There are tens of thousands of mushrooms and toadstools worldwide. The terms go back hundreds of years, and may be the most senseless and inaccurate classification of any living species in the history of many such bloopers. It was (and is) generally thought that to be called a toadstool a fungus had to be inedible and perhaps poisonous, whereas the sobriquet mushroom meant you were tasty and harmless. The truth is that there are “toadstools” fine for the pot, and “mushrooms” that will have you calling the preacher and the poor relatives mouthing the word “will.” All too often, the most “mushroomy” looking ones are the ones that will have your liver slithering out of your back passage and screaming for the NHS. The term "Toadstool," for me, might be better forgotten along with all those hideous garden gnomes that are often fashioned next to a clump of them. Then we can just have "Edible, or non-edible fungi, the edible ones being mushrooms," makes much more sense
All this is the reason why our woodlands and meadows are bursting with edible mushrooms, but few people are game to collect them. The word has got around to a certain extent that you can die from a wrong choice. The commercial growers have a responsibility, don’t they? The must have armed guards on the greenhouses or whatever they use to grow these fungi in. There’s so many kinds on mushrooms available in the big supermarkets it would be easy to make a slip.
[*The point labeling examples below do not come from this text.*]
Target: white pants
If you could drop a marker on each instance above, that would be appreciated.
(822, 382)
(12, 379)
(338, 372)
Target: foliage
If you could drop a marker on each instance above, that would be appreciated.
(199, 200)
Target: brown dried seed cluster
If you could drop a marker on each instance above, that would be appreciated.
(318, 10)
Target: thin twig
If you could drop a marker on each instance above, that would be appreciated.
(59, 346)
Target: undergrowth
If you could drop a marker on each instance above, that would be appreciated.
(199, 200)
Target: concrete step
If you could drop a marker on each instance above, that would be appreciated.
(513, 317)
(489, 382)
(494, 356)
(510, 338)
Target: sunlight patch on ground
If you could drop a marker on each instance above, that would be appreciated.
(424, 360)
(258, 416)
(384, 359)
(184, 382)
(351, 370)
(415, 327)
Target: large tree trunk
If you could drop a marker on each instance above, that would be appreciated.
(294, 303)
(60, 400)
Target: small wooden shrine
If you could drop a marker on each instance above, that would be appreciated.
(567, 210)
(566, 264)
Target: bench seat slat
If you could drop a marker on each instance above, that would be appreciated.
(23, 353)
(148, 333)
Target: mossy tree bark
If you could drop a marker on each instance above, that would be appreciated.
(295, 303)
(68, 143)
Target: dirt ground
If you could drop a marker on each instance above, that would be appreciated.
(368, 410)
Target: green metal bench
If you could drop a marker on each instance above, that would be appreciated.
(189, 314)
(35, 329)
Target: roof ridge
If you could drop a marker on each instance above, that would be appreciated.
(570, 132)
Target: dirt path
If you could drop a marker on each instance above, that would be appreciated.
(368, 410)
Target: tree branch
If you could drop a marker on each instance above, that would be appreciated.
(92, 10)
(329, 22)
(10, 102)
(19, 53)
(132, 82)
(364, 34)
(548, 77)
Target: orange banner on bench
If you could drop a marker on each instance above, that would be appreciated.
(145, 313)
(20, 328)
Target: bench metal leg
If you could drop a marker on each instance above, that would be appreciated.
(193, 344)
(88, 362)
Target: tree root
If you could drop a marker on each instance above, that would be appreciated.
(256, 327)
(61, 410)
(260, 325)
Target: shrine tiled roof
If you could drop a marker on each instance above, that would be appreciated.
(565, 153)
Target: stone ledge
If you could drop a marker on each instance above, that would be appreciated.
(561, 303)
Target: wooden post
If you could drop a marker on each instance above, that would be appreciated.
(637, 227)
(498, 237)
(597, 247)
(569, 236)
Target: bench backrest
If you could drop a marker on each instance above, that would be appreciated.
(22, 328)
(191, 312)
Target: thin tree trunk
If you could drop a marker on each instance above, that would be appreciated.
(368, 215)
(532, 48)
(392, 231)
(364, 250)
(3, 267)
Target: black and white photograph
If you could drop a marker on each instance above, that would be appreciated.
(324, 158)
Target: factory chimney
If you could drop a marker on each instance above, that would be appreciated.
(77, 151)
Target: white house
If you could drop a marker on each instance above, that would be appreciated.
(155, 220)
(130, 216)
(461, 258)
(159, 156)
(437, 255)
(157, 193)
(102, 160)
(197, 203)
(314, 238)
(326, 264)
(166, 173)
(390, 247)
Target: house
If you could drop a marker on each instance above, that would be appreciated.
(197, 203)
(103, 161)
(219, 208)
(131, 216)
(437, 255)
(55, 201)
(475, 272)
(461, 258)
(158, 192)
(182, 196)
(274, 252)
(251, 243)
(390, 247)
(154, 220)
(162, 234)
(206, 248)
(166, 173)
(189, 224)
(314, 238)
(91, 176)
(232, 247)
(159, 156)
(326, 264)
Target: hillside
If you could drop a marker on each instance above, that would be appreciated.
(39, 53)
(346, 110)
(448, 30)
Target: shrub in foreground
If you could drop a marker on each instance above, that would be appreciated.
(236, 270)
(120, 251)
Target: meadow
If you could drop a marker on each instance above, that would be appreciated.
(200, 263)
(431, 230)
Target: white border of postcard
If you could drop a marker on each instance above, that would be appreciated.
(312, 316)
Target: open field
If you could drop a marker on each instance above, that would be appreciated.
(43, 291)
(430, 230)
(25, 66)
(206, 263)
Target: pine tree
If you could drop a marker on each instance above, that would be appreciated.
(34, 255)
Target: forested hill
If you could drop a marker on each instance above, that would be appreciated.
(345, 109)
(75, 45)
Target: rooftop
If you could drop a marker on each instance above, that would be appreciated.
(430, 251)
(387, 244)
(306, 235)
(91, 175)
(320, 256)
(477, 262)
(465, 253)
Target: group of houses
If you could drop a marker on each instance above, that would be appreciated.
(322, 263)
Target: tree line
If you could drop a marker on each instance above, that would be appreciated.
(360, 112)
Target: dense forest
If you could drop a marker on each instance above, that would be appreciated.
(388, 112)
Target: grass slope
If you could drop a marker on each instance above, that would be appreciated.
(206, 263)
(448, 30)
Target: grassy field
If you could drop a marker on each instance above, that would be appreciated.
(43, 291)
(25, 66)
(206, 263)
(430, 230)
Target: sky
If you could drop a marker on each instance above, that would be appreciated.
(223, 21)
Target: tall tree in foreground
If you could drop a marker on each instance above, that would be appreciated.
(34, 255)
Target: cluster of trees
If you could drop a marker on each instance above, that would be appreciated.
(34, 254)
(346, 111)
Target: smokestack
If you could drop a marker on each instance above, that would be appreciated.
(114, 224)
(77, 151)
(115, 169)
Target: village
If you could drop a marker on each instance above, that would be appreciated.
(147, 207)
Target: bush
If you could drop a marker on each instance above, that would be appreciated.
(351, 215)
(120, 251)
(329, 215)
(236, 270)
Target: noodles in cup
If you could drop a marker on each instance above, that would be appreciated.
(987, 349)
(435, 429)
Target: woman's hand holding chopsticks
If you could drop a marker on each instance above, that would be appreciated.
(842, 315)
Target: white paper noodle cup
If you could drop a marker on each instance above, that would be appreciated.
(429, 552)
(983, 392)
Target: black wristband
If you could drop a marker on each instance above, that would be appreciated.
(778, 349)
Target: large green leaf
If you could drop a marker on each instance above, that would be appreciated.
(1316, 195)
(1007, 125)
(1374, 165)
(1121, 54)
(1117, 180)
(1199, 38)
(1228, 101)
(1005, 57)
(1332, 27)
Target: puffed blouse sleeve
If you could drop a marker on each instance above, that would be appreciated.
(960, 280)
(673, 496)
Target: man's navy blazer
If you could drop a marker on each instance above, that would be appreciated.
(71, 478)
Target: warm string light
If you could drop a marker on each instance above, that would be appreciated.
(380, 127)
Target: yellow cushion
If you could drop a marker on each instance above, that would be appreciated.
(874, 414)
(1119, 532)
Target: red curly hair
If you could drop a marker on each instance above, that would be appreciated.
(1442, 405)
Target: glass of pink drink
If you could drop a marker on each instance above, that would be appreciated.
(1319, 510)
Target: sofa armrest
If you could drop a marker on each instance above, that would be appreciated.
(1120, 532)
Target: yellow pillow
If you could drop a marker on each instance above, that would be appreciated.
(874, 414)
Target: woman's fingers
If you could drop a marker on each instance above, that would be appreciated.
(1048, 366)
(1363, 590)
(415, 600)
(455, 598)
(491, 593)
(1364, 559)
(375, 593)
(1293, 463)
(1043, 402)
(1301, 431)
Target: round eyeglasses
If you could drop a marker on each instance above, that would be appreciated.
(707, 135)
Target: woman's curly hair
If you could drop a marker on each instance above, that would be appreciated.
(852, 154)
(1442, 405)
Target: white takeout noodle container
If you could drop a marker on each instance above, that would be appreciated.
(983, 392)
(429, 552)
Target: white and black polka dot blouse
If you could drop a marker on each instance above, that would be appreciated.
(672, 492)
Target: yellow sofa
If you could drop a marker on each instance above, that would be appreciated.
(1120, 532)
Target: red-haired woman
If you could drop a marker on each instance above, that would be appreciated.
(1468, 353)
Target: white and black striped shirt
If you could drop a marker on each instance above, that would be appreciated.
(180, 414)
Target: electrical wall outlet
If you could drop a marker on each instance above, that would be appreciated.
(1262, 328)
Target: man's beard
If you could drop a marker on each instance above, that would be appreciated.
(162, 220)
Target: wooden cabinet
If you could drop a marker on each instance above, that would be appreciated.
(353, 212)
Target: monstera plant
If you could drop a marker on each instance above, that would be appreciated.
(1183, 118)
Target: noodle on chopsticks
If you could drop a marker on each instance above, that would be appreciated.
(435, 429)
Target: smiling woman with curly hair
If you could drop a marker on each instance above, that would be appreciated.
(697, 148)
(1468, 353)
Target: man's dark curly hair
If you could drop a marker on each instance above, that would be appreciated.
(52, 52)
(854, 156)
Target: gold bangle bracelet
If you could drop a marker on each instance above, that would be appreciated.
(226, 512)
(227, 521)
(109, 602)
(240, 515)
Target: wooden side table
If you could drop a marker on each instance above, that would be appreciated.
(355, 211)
The symptoms of Amanita poisoning take a while to emerge -normally about 5 to 24 hours. The trouble there is the symptoms you finally come down with are apparent because your liver may be irreparably damaged. It only takes half a mushroom to kill an adult human being; freezing, cooking or drying has no effect on the toxin. A family of three ate Death Cap in Poland in 2006: one died, the other two required liver transplants. This relief has only been possible over the last 20 years or so. Getting ill with Amanita poisoning was a death sentence in many cases before the advent of liver transplants. The poison also affects other organs, such as the kidneys.
Apart from Claudius, other notables dying from eating Amanita, or having it surreptitiously mixed with their food by an assassin, are:
Pope Clement 7th. Tsaritsa Natalia Naryshkina, Roman Emperor, Charles 6th.
Oh, well, I’m afraid mushrooms are off my menu now, how about you?
Notes:
I was about to upload this hub, when I saw in the Daily Mail online that the author, Nicholas Evans and his wife, Charlotte were very ill after eating poisonous mushrooms after picking them in a walk through woods last Autumn. This is the Cortinarius speciosissimus variety, close to the Destroying Angel in effect and very lethal, one of the worst in Britain. Google for updates. They survived, but were ill for months and on dialysis as their kidneys closed-down completely.